Snowflake Labs has even published dbt_semantic_view, a package that generates Snowflake Semantic Views directly from the dbt semantic model. These Semantic Views are natively usable by Cortex Analyst. The pipeline becomes: dbt documents, dbt_semantic_view publishes the semantic views, Cortex Analyst answers questions in natural language.

A well-documented dbt project is 2 to 4 weeks away from a working talk-to-your-data experience, not 6 months. The remaining work (formalizing a few metrics, distinguishing dimensions from measures, adding business synonyms) is marginal compared to what’s already in place.
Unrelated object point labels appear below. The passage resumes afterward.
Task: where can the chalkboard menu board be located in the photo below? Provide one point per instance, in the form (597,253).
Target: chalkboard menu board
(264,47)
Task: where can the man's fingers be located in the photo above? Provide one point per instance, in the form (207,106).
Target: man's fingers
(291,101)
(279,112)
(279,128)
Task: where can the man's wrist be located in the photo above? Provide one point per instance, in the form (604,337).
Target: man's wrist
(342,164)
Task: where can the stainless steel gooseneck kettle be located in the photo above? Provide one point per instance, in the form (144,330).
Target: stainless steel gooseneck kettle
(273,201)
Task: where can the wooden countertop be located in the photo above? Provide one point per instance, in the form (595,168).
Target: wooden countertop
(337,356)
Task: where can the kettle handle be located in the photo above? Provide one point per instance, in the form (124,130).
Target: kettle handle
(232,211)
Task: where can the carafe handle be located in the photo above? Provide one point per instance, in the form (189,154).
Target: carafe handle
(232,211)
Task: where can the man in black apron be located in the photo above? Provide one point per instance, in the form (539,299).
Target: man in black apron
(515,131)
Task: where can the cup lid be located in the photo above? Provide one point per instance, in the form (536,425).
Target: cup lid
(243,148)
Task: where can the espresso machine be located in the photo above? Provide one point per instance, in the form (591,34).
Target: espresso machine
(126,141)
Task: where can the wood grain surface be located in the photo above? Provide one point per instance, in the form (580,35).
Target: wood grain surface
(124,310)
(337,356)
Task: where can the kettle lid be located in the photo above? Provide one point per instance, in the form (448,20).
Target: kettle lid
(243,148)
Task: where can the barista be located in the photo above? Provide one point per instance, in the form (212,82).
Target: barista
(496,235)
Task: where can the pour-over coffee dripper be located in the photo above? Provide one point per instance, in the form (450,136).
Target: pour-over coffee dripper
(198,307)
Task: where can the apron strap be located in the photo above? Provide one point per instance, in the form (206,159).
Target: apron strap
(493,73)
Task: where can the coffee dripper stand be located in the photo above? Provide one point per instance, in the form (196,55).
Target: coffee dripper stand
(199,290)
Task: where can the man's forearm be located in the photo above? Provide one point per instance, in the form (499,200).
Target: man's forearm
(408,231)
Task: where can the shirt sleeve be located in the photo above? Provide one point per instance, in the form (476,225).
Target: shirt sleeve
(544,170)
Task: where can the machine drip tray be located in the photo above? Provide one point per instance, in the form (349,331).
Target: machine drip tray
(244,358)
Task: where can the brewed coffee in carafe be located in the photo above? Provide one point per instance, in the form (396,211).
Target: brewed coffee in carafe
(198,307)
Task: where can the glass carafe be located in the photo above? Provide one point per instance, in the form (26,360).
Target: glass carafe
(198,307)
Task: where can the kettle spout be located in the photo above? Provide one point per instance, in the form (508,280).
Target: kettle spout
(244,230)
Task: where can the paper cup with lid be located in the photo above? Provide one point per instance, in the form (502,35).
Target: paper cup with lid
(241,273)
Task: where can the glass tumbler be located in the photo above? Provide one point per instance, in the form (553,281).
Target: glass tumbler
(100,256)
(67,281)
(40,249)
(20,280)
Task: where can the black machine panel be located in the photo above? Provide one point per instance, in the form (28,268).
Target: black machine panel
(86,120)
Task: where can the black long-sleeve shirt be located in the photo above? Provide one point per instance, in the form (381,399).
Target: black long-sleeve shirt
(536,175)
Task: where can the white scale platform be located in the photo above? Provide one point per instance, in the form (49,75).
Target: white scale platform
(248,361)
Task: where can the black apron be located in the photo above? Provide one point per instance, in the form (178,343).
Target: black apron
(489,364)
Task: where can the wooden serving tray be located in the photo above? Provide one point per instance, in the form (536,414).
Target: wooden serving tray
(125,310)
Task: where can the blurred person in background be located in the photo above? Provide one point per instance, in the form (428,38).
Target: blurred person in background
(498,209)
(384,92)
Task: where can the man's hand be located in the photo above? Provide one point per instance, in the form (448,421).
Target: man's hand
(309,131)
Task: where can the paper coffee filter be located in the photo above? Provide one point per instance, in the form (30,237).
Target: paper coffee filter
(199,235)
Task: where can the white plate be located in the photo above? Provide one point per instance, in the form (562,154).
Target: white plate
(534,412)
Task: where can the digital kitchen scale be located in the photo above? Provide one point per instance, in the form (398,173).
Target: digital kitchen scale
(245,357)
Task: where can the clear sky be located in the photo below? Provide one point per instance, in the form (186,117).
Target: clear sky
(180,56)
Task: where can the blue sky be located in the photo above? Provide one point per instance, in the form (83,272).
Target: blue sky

It’s a quick win that only unlocks under one condition: treating documentation as a constraint from the start, not a task to do later.

What I Take Away
#

In the end, what worked for me is treating data documentation with the same seriousness as transformation code. Not as a nice-to-have we’ll do “when we have time.” As an integral part of the pipeline, verified in CI, propagated automatically.

dbt YAMLs are the ideal place for this. A single file serving human documentation, automated tests, and data governance. That sounds fancy when you say it that way, but in practice it’s just YAML files doing their job.